Moore's music was a passing interest for me, and in all that interest probably didn't outlast my sixth form year. At the time though he was The Man - a very ordinary-looking bloke with a prodigious talent for guitar, evidenced by his very early career start with Thin Lizzy and later on his series of solo albums where his rather decent vocal talents were also employed. Around the time of my interest in his canon Moore shifted genres and became predominantly a blues guitarist. Blues was my brother's music, had an air of superiority and snobbishness in its audience, and so that was enough for seventeen-year old me and that was that. But Wild Frontier - some way into his solo career and perhaps not as good as earlier efforts, is still an important album for me, introducing me to a broader set of musicians after my enthusiasm for heavy metal had waned. Most importantly it introduced me to Thin Lizzy, although the Skids got a not-small look in as well, the three being roughly 'Celtic rock' and therefore to my still in-training ears, a very good thing.

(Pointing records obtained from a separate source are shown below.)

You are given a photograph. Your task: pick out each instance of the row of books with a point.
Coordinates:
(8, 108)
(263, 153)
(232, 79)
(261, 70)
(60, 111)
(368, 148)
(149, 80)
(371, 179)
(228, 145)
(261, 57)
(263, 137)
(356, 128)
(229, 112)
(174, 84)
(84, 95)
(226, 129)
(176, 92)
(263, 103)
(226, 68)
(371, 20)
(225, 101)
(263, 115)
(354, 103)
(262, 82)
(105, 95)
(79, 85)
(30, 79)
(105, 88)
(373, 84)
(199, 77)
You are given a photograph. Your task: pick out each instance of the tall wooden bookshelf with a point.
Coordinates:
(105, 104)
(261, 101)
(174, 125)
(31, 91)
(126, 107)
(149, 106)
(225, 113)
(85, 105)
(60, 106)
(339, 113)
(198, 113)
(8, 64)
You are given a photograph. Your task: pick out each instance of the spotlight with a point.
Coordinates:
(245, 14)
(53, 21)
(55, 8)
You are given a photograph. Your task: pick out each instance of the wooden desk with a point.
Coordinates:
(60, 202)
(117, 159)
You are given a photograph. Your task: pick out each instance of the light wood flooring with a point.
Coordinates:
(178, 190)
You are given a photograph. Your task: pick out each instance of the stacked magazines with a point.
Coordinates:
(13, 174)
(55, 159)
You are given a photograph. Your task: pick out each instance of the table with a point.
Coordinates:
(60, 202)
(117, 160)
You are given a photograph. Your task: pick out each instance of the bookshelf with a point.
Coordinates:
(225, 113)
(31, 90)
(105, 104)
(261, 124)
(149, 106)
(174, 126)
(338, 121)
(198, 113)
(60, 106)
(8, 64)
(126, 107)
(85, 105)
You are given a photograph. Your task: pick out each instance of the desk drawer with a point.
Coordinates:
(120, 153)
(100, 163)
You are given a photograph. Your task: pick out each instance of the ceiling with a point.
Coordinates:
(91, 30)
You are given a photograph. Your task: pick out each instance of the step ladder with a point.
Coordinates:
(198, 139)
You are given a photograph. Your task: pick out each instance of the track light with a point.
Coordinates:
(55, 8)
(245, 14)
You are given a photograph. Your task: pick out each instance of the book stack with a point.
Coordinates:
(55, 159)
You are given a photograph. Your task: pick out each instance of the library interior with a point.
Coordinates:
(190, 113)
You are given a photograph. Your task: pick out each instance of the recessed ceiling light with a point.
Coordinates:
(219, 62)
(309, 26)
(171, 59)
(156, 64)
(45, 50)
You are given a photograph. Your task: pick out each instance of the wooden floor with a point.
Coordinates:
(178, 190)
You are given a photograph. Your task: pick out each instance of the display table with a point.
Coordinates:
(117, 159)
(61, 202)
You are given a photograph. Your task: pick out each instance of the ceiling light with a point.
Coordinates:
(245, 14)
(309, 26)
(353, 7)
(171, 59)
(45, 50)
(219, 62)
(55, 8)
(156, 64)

Above, Moore get reacquainted with his former bandmate in a very ropey and over-earnest video for his Run for Cover album (it's Lynnott's last recording before his death the following year). Below, Moore joins erstwhile compatriots Knopfler, Gilmour - oh, and a couple of bassists, in a rather amusing Raw Sex/French and Saunders skit from a little further back in the day.



There, that's cheered me up. RIP Gary.

5 comments:

  1. Gilmour? Should have been Waters!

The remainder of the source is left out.